The Torch takes off after he refuses to calm down and talk to Ben. Johnny starts yelling at the sky and in doing so, he believes he’s talking to Reed. Johnny wants Reed to show him a sign that the missing Fantastic Four members are alive, which is met with more silence. Upon the lack of an answer, Johnny realizes that Reed and Sue are really gone.

Suddenly, the story shifts to a mysterious planet, where Reed and Sue are alive and well. Sue says Reed’s plan seems impossible, but she always believes in him. Mr. Fantastic says that faith allows him to accomplish the impossible. Reed fires up some gizmo, and the story pans back to Ben, who looks to the sky and says “unbelievable.”

Similarly, everyone in New York looks up and exclaims when, finally, Reed gives a real signal that his family is alive and well. Somehow, Mr. Fantastic projects a large “4” over the NYC sky.

That’s how the main story ends.

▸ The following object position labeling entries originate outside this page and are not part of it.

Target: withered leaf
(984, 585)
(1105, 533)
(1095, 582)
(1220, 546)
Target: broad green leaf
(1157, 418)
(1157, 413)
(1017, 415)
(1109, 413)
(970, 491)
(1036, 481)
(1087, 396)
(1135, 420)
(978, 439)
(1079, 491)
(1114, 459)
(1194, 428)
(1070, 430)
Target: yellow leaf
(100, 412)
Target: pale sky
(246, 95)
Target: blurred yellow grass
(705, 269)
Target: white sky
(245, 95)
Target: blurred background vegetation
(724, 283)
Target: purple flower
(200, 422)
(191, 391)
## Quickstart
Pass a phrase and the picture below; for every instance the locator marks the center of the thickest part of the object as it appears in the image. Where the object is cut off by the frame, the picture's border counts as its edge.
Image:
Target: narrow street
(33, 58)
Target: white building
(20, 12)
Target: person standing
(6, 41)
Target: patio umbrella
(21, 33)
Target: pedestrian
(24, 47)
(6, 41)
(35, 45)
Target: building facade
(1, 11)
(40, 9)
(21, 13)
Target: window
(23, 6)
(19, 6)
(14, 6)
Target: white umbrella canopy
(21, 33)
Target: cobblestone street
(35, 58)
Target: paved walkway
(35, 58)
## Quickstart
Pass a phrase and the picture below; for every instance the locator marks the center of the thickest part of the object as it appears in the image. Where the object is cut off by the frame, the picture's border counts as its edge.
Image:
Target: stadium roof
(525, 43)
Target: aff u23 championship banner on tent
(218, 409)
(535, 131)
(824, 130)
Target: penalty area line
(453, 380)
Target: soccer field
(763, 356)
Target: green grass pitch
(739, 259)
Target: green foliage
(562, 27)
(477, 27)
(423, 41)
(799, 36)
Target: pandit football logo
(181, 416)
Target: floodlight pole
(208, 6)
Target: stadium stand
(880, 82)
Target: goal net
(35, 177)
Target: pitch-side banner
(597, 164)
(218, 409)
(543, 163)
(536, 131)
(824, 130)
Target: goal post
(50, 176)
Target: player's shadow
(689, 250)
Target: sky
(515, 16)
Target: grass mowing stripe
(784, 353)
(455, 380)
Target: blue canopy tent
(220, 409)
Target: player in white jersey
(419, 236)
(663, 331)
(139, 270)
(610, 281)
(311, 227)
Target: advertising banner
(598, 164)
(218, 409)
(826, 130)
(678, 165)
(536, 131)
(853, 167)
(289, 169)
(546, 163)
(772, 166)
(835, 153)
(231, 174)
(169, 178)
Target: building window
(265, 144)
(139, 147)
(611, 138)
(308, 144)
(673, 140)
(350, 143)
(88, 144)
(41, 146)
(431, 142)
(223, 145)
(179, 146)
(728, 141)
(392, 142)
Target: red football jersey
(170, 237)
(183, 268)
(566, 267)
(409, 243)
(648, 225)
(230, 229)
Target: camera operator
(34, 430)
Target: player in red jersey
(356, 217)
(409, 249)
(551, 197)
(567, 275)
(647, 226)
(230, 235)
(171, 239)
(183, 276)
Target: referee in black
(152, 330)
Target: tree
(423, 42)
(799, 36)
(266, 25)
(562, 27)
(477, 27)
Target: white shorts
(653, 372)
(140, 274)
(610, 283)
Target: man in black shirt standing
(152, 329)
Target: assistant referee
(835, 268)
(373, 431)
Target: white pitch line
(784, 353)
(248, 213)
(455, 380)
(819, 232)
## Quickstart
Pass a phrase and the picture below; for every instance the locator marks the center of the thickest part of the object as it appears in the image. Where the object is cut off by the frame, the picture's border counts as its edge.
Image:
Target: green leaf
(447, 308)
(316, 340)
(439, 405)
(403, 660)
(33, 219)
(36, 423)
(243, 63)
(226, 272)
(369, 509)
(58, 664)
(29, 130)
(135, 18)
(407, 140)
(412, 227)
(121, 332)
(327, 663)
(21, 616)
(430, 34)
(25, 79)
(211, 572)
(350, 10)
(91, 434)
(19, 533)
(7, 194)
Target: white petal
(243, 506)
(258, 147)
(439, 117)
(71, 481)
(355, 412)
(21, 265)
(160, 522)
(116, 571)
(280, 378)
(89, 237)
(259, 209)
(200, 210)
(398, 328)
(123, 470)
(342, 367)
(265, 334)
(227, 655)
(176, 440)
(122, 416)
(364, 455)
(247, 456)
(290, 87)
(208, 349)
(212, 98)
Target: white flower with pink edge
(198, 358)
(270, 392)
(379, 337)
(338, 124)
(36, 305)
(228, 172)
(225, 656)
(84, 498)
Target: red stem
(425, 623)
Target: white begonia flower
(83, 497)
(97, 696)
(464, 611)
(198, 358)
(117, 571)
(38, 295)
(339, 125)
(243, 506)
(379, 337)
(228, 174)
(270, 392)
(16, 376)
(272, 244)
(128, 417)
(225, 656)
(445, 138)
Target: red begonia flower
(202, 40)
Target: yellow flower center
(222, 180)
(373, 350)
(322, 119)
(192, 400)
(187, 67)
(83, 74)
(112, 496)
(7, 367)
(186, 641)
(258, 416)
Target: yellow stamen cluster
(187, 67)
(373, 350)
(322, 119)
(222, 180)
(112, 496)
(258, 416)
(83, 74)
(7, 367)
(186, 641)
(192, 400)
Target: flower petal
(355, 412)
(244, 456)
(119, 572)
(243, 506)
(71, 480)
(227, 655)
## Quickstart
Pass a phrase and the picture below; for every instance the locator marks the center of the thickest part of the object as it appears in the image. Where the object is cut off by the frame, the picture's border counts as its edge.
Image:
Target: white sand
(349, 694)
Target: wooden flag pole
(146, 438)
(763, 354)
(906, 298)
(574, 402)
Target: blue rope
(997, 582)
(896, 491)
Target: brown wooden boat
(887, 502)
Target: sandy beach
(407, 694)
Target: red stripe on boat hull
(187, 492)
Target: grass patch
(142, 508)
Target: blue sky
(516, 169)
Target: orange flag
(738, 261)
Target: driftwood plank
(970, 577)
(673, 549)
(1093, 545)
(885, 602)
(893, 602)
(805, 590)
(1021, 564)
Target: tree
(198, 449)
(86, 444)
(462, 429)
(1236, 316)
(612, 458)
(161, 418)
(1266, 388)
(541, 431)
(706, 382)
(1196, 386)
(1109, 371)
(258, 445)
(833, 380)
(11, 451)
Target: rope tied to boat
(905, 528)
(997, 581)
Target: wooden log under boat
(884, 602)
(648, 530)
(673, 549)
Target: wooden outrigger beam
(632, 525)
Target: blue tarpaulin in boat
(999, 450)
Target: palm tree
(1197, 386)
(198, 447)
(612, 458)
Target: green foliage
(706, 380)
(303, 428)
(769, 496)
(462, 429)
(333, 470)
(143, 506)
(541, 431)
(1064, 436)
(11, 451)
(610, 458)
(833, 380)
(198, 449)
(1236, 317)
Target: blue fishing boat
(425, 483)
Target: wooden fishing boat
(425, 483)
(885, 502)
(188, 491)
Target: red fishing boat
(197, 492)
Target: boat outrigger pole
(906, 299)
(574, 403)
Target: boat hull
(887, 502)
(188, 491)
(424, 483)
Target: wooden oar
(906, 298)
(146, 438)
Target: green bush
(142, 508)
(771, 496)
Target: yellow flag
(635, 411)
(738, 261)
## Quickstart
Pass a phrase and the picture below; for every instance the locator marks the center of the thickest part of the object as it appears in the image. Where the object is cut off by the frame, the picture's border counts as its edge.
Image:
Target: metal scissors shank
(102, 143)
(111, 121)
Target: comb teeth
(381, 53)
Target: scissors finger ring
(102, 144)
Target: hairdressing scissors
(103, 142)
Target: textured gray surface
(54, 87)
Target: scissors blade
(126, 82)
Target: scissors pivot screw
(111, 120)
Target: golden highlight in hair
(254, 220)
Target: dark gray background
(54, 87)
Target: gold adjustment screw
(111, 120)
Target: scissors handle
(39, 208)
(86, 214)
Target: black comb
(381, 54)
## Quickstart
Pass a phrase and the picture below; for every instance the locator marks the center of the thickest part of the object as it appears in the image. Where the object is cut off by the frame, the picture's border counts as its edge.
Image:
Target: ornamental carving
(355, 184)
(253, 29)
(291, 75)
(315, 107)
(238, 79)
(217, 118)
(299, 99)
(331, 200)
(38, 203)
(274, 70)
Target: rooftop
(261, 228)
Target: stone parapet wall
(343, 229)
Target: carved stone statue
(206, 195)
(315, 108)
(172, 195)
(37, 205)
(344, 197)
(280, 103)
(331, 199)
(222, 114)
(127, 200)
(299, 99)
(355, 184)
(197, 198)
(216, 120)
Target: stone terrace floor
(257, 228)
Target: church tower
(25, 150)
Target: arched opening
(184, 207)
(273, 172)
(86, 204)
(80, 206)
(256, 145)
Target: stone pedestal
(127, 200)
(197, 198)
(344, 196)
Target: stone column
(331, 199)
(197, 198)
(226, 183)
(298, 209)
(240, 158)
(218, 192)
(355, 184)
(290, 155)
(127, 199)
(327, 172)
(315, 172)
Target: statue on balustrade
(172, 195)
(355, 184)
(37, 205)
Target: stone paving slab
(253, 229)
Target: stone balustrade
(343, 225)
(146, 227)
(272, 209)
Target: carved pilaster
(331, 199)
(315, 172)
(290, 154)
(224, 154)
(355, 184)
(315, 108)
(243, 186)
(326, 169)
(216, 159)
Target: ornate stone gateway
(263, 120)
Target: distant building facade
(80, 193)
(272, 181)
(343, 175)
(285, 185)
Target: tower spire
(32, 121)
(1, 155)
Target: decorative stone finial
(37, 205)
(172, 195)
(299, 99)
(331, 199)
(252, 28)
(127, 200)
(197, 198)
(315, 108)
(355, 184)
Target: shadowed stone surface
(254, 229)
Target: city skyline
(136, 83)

There’s a mini secondary story with Dr. Doom, and it’s enjoyable and effective enough.

Those of us that feel disappointed with this issue just need to be patient; a little cartoon after the Doom story tells us that the next issue will bring the Four back together again. Still, after so much build-up and anticipation, this issue fell flat.

I wanted to like this issue, I really did. Maybe I’m to blame for my disappointment; I expected to kick off the series with a bang by reuniting Reed and Sue with Ben and Johnny in the first issue. That’s a fair expectation, but failing to do so doesn’t necessarily condemn this issue to the reader’s failure or disappointment.

Next: 50 greatest super heroes of all time

Rating: 3/5

Yet, most readers will feel that this issue is a letdown. The “big reveal” of Reed and Sue truly being alive was anticlimactic and it could have been handled better. Rather than building up to it, Slott immediately pans to the two, out of the blue, while Ben and Johnny are fighting. It’s good to have the Fantastic Four “back”, but we’ll have to wait another month for the payoff.